Intervention de Gérard Sebaoun

Réunion du 9 novembre 2015 à 16h00
Commission des affaires sociales

Photo issue du site de l'Assemblée nationale ou de WikipediaGérard Sebaoun, rapporteur pour le titre liminaire et le titre premier :

Il n'est évidemment pas question de faire ici le procès de nos viticulteurs, qui ont beaucoup progressé, ces quarante dernières années, et la viticulture est effectivement un facteur important de dynamisme pour de nombreuses régions. Il n'en est pas moins question de santé publique. De même, il n'y a pas, d'un côté, les prohibitionnistes et, de l'autre, des agents du lobby viticole. Tenons-nous en à des éléments factuels.

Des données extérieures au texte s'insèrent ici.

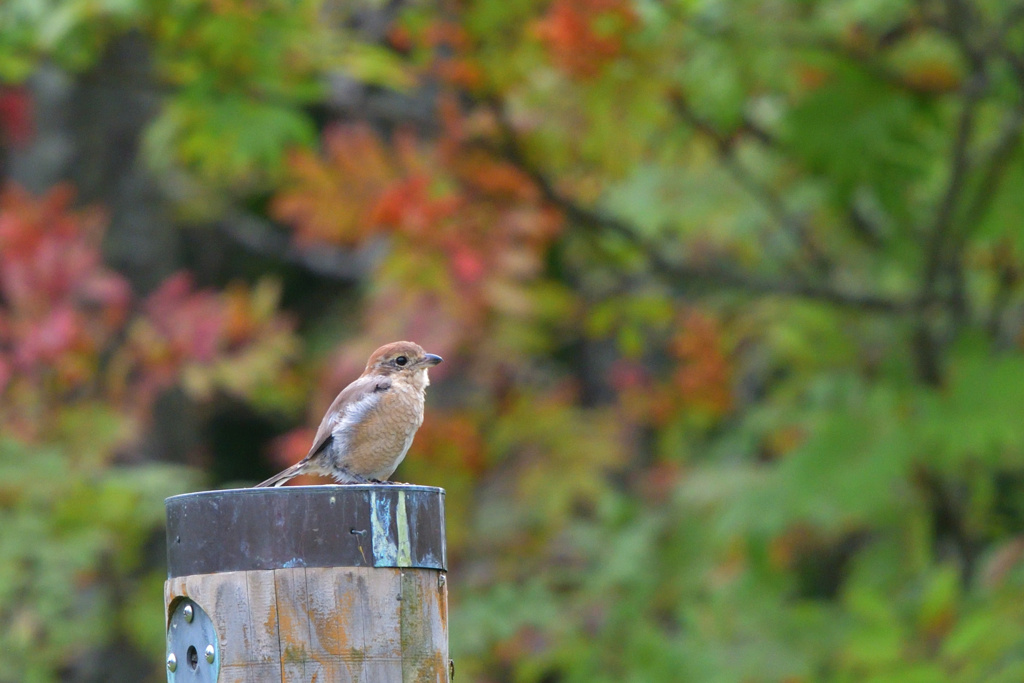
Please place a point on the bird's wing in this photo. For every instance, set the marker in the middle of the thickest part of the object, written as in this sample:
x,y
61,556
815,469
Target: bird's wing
x,y
349,408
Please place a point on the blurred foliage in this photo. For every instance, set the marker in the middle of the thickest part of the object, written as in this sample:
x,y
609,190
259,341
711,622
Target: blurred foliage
x,y
82,360
728,291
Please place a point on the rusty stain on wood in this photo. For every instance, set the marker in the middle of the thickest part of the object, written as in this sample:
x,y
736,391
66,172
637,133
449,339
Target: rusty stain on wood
x,y
361,625
288,616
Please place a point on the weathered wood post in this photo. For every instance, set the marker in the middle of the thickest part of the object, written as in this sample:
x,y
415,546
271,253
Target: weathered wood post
x,y
303,584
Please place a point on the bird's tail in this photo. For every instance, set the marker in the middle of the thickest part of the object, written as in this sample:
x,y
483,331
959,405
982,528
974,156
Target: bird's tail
x,y
282,477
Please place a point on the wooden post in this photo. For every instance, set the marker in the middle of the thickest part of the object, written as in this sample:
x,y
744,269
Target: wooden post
x,y
304,584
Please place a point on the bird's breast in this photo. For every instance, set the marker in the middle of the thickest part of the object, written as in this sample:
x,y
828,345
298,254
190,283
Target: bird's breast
x,y
374,444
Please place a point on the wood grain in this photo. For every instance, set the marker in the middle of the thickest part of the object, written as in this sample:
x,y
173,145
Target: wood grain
x,y
303,625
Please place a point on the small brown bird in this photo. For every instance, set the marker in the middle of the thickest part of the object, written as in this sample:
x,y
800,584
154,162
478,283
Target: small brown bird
x,y
370,426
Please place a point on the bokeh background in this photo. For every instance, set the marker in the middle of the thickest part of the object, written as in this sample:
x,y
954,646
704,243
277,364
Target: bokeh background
x,y
729,293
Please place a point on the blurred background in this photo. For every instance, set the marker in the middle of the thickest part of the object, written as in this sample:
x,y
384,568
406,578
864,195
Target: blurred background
x,y
729,294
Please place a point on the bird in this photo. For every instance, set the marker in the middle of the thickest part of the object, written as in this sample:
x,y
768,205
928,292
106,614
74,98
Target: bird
x,y
366,433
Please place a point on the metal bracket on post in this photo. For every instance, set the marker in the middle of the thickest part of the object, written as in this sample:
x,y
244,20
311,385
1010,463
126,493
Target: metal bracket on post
x,y
193,650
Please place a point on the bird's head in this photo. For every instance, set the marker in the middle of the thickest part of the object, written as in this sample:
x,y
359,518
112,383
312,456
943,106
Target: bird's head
x,y
401,358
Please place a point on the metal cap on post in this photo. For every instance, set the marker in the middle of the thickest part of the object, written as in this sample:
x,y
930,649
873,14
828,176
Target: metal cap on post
x,y
333,583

La première fois que Denys Robiliard m'a expliqué qu'un problème juridique se posait à la suite d'un arrêt de la Cour de cassation, je n'y comprenais rien – et je ne suis pas formé pour savoir si la Cour a tort ou raison. Après avoir assisté à des débats assez vifs, pour ne pas dire violents, je me suis intéressé à la question de manière plus générale. N'était-il question que d'un tout petit accroc à la loi Évin ? Ou bien voulait-on faire passer un gros chat par le chas de l'aiguille ?

Vous dites, chers collègues, vouloir améliorer la loi Évin, grâce à cet article 4 ter issu des travaux du Sénat, qui a pour objet d'insérer un article L. 3323-3-1 après l'article L. 3323-3 du code de la santé publique. Je vous invite cependant à lire l'article L. 3323-4 du code de la santé publique, issu de la loi Évin. Le second alinéa est ainsi rédigé : « Cette publicité peut comporter des références relatives aux terroirs » – précisément le mot qu'a employé M. Lurton – « de production, aux distinctions obtenues, aux appellations d'origine […] ou aux indications géographiques ». Ainsi, quoi que vous en disiez, cette question du terroir et des indications géographiques est déjà prise en compte par le droit actuellement en vigueur.

Je me suis également demandé si quelque « publicité cachée » n'était pas pratiquée du côté non des viticulteurs mais, plus généralement, des alcooliers et si des associations ne promouvaient pas l'alcool sous un jour très ludique, ou très doré. J'en donnerai deux exemples. Dans tous les concerts de musique, notamment au très connu festival Rock en Seine, vous trouvez une association : Pression Live, qui existe depuis dix ans. Or qui est derrière Pression Live ? Un brasseur, dont je ne citerai pas le nom. Ensuite, connaissez-vous Entreprise & Prévention ? Cette association fut même partenaire de l'éducation nationale et a lancé une opération intitulée « Espace » dans le Limousin. Née en 1990, et soutenue par l'ensemble de la filière et des alcooliers, cette association est devenue le 6 octobre 2015 – est-ce un symbole ? je ne sais – Avec modération ! L'ensemble des alcooliers sont donc réunis – la composition du conseil d'administration en fait foi – dans une association qui s'appelle « Avec modération ! »

Les alcooliers nous vendent donc l'idée de la consommation responsable. Je considère que je suis un consommateur responsable. Si vous buvez du vin ou de l'alcool, beaucoup d'entre vous, chers collègues, sont des consommateurs responsables, j'en suis persuadé. Représentez-vous cependant la déviance que cela représente. Si les territoires ne sont pas empêchés, aujourd'hui, de faire de la publicité, nous avons, d'un autre côté, des entreprises qui font la promotion de leurs produits, en faisant la promotion de la prévention, de la modération.

Le petit travail que j'ai fait et mes rencontres avec ceux qui s'occupent de prévenir et de soigner l'alcoolisme aigu ou chronique m'a donné la conviction, indépendamment de cette question juridique soulevée par mon collègue Robiliard et d'autres, sur laquelle je suis incapable de me prononcer, qu'il serait bon de ne pas toucher à la loi Évin. N'oublions pas ce que peut représenter l'alcool, et cela n'emporte aucune action hostile aux viticulteurs – je ne veux pas, monsieur Accoyer, d'autodafés !

La position de Mme la présidente me paraît donc devoir être soutenue. Je suis favorable à cet amendement.